# Enhance

![](https://media1.giphy.com/media/3ohc14lCEdXHSpnnSU/giphy.gif?cid=790b761176a2f235b5c2c921c7878f38e6f000c216a46859&rid=giphy.gif&ct=g)

Tools for combining point data with gridded data.

## Enhancing steps

For most sets of source data, we will want to initially split the source data by day, enhance with various environmental data sources, then recombine the days. (I believe the enhancing methods can now work even if there is a mix of days, but it is probably more reliable to break things up.)

This pipeline contains the tooling for each of these steps.

**Currently this process has only been run with ICCAT, bathymetry, and HYCOM data, so it still may be specialized despite generalization that has been done.**

### Splitting by date

`split_by_date.py` unsuprisingly does the lifting of splitting apart our source CSV into individually dated CSVs.

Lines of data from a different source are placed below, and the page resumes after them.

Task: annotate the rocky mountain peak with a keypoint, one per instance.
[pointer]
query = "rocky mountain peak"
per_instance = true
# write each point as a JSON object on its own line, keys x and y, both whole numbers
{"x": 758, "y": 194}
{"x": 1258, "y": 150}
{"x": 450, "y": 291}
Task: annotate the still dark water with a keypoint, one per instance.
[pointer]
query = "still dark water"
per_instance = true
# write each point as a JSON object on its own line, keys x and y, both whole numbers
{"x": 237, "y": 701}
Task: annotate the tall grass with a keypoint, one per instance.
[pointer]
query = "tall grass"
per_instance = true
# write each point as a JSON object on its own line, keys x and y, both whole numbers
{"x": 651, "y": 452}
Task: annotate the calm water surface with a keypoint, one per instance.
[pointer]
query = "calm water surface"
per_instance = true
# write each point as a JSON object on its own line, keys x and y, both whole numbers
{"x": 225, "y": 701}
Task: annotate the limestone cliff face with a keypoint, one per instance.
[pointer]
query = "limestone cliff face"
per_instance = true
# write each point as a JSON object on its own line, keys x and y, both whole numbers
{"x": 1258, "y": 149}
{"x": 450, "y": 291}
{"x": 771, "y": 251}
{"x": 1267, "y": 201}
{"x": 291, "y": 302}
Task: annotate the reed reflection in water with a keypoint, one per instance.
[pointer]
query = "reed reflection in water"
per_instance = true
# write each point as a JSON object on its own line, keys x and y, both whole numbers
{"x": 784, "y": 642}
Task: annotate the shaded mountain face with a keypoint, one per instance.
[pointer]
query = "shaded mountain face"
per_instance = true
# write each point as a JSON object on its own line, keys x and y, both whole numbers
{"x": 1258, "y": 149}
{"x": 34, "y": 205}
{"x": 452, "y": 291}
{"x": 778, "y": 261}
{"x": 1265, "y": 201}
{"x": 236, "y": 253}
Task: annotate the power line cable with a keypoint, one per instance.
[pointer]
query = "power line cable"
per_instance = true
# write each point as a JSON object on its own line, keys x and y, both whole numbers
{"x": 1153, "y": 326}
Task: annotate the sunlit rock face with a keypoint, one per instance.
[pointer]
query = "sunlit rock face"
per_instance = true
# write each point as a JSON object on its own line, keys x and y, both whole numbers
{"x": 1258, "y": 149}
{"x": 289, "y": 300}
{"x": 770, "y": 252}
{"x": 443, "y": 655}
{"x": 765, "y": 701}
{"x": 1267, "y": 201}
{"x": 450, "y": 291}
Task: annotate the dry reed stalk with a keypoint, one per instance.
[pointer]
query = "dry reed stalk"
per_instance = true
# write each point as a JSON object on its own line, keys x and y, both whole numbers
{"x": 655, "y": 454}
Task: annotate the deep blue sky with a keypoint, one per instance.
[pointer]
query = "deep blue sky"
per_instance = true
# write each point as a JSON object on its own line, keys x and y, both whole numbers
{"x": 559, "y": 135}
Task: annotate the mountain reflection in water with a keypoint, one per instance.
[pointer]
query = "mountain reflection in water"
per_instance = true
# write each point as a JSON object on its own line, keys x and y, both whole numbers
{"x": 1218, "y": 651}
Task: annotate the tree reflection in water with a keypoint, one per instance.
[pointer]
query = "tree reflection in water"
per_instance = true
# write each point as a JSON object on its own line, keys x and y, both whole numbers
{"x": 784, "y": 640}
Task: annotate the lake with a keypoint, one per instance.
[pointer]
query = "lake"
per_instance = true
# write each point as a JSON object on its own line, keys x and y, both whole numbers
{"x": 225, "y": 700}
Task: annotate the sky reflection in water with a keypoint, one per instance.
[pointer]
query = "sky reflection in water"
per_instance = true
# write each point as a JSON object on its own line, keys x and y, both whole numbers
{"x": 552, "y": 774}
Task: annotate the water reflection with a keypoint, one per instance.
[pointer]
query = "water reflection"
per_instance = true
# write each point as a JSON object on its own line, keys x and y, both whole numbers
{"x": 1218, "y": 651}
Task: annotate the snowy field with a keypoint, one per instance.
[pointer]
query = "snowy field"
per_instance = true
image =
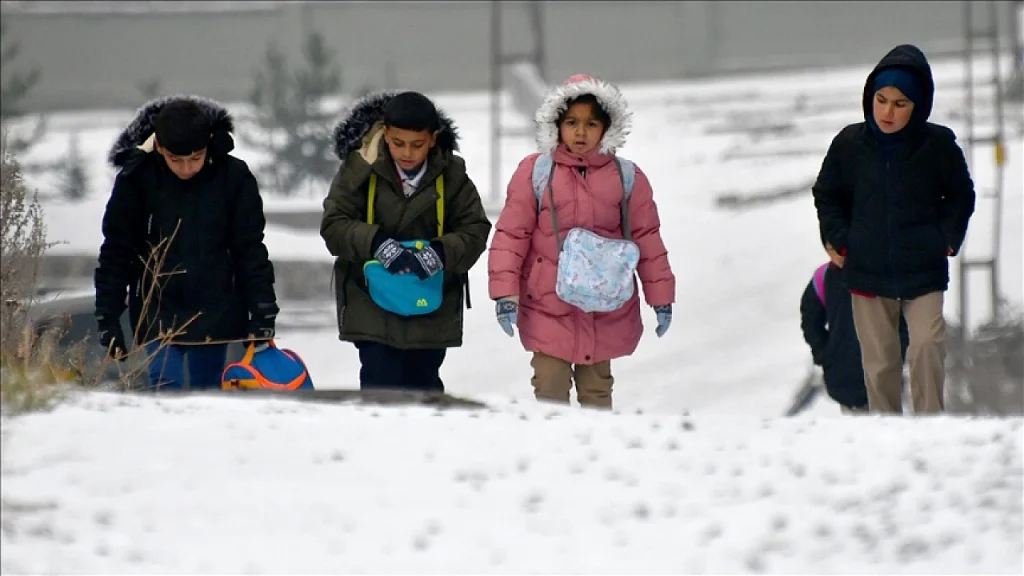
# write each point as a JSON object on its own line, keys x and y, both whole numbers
{"x": 735, "y": 345}
{"x": 115, "y": 485}
{"x": 126, "y": 485}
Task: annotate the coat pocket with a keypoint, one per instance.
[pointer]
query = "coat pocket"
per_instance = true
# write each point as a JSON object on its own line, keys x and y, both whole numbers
{"x": 540, "y": 293}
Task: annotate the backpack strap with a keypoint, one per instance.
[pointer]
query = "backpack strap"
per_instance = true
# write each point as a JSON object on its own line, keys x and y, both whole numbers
{"x": 438, "y": 184}
{"x": 627, "y": 174}
{"x": 819, "y": 282}
{"x": 544, "y": 170}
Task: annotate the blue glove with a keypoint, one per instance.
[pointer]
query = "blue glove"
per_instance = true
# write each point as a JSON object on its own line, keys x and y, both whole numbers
{"x": 664, "y": 319}
{"x": 429, "y": 262}
{"x": 393, "y": 256}
{"x": 507, "y": 311}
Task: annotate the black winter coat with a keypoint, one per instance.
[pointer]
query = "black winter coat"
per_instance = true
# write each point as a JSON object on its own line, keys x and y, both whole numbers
{"x": 216, "y": 263}
{"x": 897, "y": 216}
{"x": 829, "y": 331}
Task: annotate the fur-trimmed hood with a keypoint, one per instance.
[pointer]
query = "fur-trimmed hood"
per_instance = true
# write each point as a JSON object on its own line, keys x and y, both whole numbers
{"x": 139, "y": 133}
{"x": 556, "y": 103}
{"x": 361, "y": 128}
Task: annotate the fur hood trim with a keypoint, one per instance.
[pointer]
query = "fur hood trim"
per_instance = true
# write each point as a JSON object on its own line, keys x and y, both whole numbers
{"x": 363, "y": 127}
{"x": 556, "y": 101}
{"x": 139, "y": 133}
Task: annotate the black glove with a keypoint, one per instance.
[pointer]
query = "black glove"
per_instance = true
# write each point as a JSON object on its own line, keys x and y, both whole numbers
{"x": 429, "y": 260}
{"x": 392, "y": 255}
{"x": 261, "y": 322}
{"x": 112, "y": 337}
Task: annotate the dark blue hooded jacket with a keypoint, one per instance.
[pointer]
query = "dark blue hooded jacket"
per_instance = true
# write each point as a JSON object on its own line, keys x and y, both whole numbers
{"x": 897, "y": 205}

During testing with DVC it may be called as `./split_by_date.py --limit=5 /data/iccat/with_pseudoabs.csv /data/enhance/iccat/split/`

This reads in the CSV at `/data/iccat/with_pseudoabs.csv` and outputs dated CSVs to `/data/enhance/iccat/split/`, so `/data/enhance/iccat/split/1992-10-03.csv`, `data/enhance/iccat/split/1992-10-04.csv`, and so forth.
It also will only output the first 5 days worth of data as we only need to test with a subset locally.

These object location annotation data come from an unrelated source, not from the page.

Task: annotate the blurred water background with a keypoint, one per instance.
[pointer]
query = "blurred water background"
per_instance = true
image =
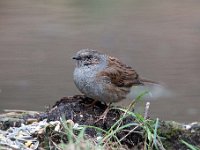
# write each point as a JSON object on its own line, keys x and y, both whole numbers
{"x": 160, "y": 39}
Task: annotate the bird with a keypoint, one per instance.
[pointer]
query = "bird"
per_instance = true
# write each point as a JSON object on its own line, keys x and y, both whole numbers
{"x": 105, "y": 78}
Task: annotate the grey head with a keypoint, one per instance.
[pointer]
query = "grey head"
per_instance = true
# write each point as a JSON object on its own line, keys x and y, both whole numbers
{"x": 89, "y": 58}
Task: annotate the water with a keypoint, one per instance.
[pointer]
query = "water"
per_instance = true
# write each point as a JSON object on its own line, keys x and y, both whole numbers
{"x": 160, "y": 39}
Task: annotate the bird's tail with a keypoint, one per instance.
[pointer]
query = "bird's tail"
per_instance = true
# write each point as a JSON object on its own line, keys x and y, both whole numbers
{"x": 153, "y": 90}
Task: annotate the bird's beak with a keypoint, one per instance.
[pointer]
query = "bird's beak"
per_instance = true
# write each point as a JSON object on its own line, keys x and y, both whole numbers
{"x": 76, "y": 57}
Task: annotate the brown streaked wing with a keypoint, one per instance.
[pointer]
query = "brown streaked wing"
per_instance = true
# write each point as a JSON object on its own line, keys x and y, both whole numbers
{"x": 120, "y": 74}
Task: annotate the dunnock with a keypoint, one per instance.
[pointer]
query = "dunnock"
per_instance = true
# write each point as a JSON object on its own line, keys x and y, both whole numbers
{"x": 105, "y": 78}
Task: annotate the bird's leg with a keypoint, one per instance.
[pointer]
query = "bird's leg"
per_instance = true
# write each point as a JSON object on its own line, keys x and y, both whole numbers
{"x": 104, "y": 115}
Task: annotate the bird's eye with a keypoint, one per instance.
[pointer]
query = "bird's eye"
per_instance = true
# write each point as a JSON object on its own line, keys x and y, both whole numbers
{"x": 89, "y": 57}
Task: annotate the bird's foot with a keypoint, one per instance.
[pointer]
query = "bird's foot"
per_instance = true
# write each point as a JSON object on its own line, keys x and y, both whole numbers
{"x": 103, "y": 116}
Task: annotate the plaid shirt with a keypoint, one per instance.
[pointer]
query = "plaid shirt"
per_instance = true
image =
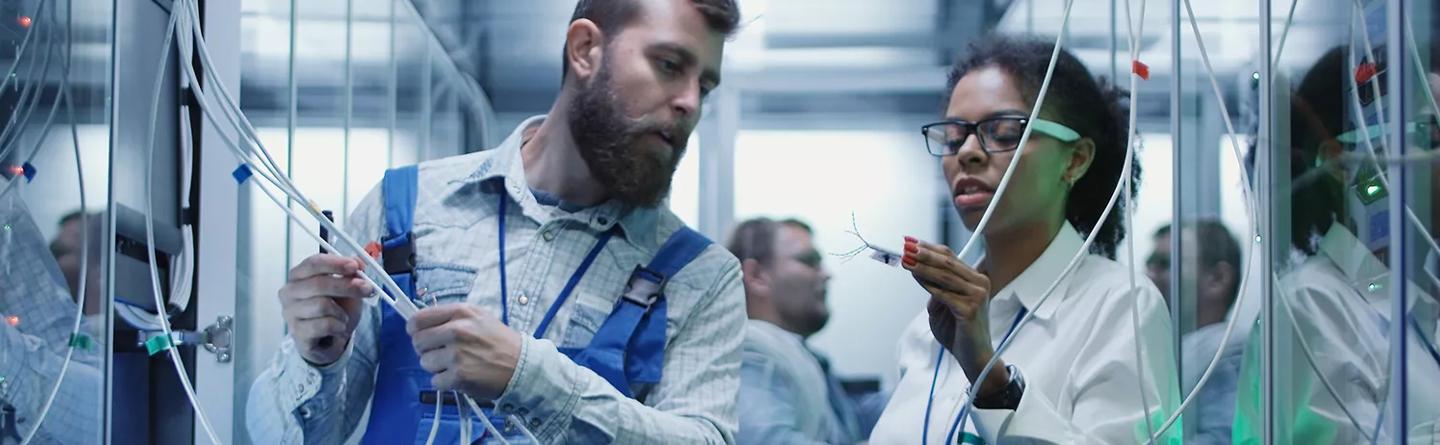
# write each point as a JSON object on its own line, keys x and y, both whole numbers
{"x": 455, "y": 228}
{"x": 33, "y": 350}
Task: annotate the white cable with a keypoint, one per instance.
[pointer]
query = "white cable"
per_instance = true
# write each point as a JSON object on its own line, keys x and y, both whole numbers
{"x": 45, "y": 128}
{"x": 486, "y": 421}
{"x": 1024, "y": 137}
{"x": 85, "y": 239}
{"x": 402, "y": 306}
{"x": 1136, "y": 33}
{"x": 29, "y": 97}
{"x": 1254, "y": 229}
{"x": 172, "y": 29}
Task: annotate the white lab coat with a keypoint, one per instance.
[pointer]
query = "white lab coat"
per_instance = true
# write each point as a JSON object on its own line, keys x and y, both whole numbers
{"x": 1077, "y": 357}
{"x": 1335, "y": 324}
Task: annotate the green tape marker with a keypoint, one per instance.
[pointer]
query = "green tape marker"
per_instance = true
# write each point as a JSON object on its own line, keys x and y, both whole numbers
{"x": 157, "y": 344}
{"x": 79, "y": 342}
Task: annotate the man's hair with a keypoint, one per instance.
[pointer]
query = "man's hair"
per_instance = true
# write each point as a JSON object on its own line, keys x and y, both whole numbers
{"x": 1214, "y": 244}
{"x": 755, "y": 239}
{"x": 723, "y": 16}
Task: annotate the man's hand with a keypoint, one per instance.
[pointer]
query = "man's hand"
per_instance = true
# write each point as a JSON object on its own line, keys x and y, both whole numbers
{"x": 465, "y": 349}
{"x": 323, "y": 300}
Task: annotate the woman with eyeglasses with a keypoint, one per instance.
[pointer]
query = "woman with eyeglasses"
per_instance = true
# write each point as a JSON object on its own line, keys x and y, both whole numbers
{"x": 1072, "y": 375}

A `--start_date` flag can be added to further grab only a specified subset of data, though it is already set to limit to the range of HYCOM. This date is specified in `YYYY-MM-DD`, so `--start_date=2013-01-27`.

### Enhancing

The enhancing process currently happens in `enhance_iccat.py`.
(This will probably get renamed once it is fully generalized and tested with multiple sources of point data.)

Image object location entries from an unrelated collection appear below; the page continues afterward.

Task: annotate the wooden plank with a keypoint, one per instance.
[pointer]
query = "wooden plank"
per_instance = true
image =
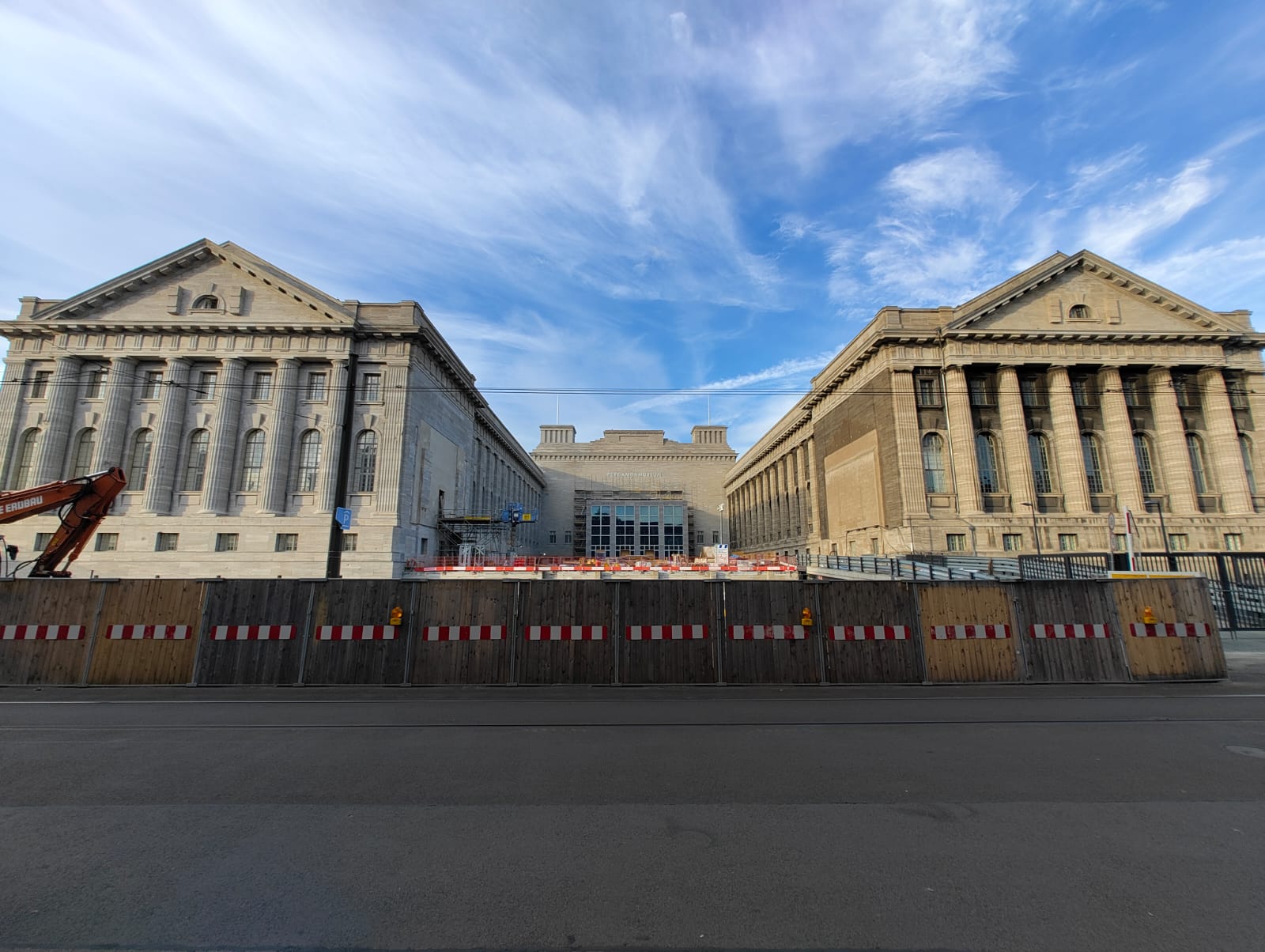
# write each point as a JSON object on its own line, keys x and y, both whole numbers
{"x": 968, "y": 659}
{"x": 358, "y": 602}
{"x": 70, "y": 602}
{"x": 462, "y": 603}
{"x": 158, "y": 602}
{"x": 866, "y": 603}
{"x": 1169, "y": 600}
{"x": 1055, "y": 659}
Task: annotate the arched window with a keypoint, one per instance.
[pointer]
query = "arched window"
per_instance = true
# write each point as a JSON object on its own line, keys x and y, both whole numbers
{"x": 366, "y": 461}
{"x": 1039, "y": 452}
{"x": 195, "y": 463}
{"x": 1199, "y": 467}
{"x": 1145, "y": 466}
{"x": 986, "y": 457}
{"x": 85, "y": 447}
{"x": 25, "y": 472}
{"x": 309, "y": 461}
{"x": 934, "y": 463}
{"x": 1091, "y": 450}
{"x": 142, "y": 450}
{"x": 252, "y": 461}
{"x": 1245, "y": 447}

To help standardize the enhancing process, there are two classes that are configured to manage the extraction of gridded data and match it up with the points.
These classes are found in `methods.py`.
This way they can help present a similar interface to users.

The quick way to decide which method should be used, is to figure out how 'expensive' is it to access data.
For 'expensive' sources, `methods.EnhanceGroupByApply` class is used, and for 'cheap' ones, `methods.EnhancePointwise`.
`methods.EnhanceGroupByApply` is also used if say a window calculation needs to be computed for each point.

The classes present the same interface for enhancement, a `.enhance(df: pd.DataFrame) -> pd.DataFrame)` method.
They account for the differences between their source gridded data via the configuration of their init methods.

Even with these helper methods, it's easiest to extract the enhancement steps for each data source into a separate function, as it helps keep the `main()` function clear and easy to understand.

The enhance process is called with something along the lines of `./enhance_iccat.py /data/enhance/iccat/split/${item}.csv /data/enhance/iccat/enhanced/${item}.csv /data/enhance/bathy_rugosity.nc`, with a NetCDF specified for the source of the bathymetry and rugosity data.

### Combining

`combine.py` does the lifting of taking a source directory of CSVs and combining them to a single file.

`./combine.py /data/enhance/iccat/enhanced/ /data/enhance/iccat/iccat-enhanced.csv`